Reputation: 51108
Is it possible to get all elements that match a specific attribute value, but match any tag or attribute name with BeautifulSoup. If so does anyone know how to do it?
Here's an example of how I'm trying to do it
from bs4 import BeautifulSoup
import requests
text_to_match = 'https://s3-ap-southeast-2.amazonaws.com/bettss3/images/003obzt0t_w1200_h1200.jpg'
url = 'https://www.betts.com.au/item/37510-command.html?colour=chocolate'
r = requests.get(url)
bs = BeautifulSoup(r.text, features="html.parser")

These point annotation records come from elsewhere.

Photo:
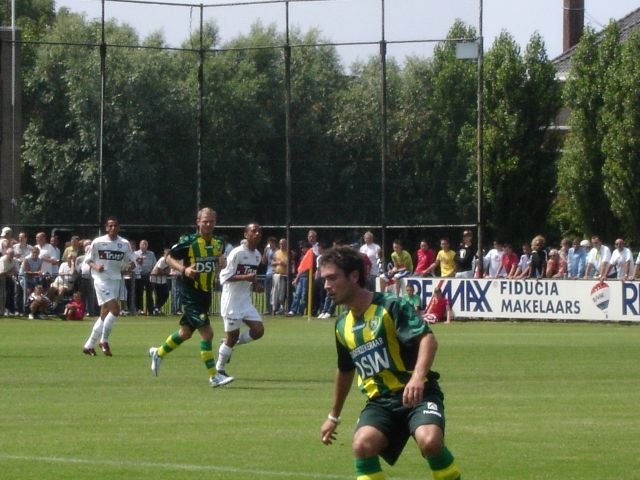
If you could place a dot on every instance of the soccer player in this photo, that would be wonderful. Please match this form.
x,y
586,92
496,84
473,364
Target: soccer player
x,y
108,256
195,257
238,280
383,339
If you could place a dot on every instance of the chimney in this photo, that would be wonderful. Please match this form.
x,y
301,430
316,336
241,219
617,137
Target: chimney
x,y
573,23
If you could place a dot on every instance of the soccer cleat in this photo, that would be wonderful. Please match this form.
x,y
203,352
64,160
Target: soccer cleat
x,y
104,346
155,360
220,379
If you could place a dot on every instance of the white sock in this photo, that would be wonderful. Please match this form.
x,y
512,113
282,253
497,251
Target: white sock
x,y
96,331
224,352
244,338
109,321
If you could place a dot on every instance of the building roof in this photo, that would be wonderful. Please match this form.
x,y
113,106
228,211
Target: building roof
x,y
627,25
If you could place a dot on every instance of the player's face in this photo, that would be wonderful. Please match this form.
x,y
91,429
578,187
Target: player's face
x,y
340,288
206,223
253,233
112,227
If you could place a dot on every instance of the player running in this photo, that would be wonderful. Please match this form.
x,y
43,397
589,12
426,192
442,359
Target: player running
x,y
238,280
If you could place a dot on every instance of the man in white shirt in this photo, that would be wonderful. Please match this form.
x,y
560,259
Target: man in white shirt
x,y
372,250
598,260
108,256
621,261
238,281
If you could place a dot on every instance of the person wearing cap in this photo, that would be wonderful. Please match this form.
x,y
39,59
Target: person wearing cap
x,y
598,260
7,240
465,256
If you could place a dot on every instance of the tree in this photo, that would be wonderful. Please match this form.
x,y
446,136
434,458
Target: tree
x,y
620,143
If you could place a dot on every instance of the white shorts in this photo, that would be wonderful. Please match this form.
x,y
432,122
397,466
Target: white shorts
x,y
235,322
107,290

possibles = bs.find_all(None, {None: text_to_match})
print(possibles)
This gives me an empty list [].
If I replace {None: text_to_match}
with {'href': text_to_match}
this example will give some results as expected. I'm trying to figure out how to do this without specifying the attribute's name, and only matching the value.
Upvotes: 0
Views: 413
Reputation: 769
You can try to find_all with no limitation and filter those who doesn't correspond to your needs, as such
text_to_match = 'https://s3-ap-southeast-2.amazonaws.com/bettss3/images/003obzt0t_w1200_h1200.jpg'
url = 'https://www.betts.com.au/item/37510-command.html?colour=chocolate'
r = requests.get(url)
bs = BeautifulSoup(r.text, features="html.parser")
tags = [tag for tag in bs.find_all() if text_to_match in str(tag)]
print(tags)
this sort of solution is a bit clumsy as you might get some irrelevant tags, you make your text a bit more tag specific by:
text_to_match = r'="https://s3-ap-southeast-2.amazonaws.com/bettss3/images/003obzt0t_w1200_h1200.jpg"'
which is a bit closer to the str representation of a tag with attribute
Upvotes: 2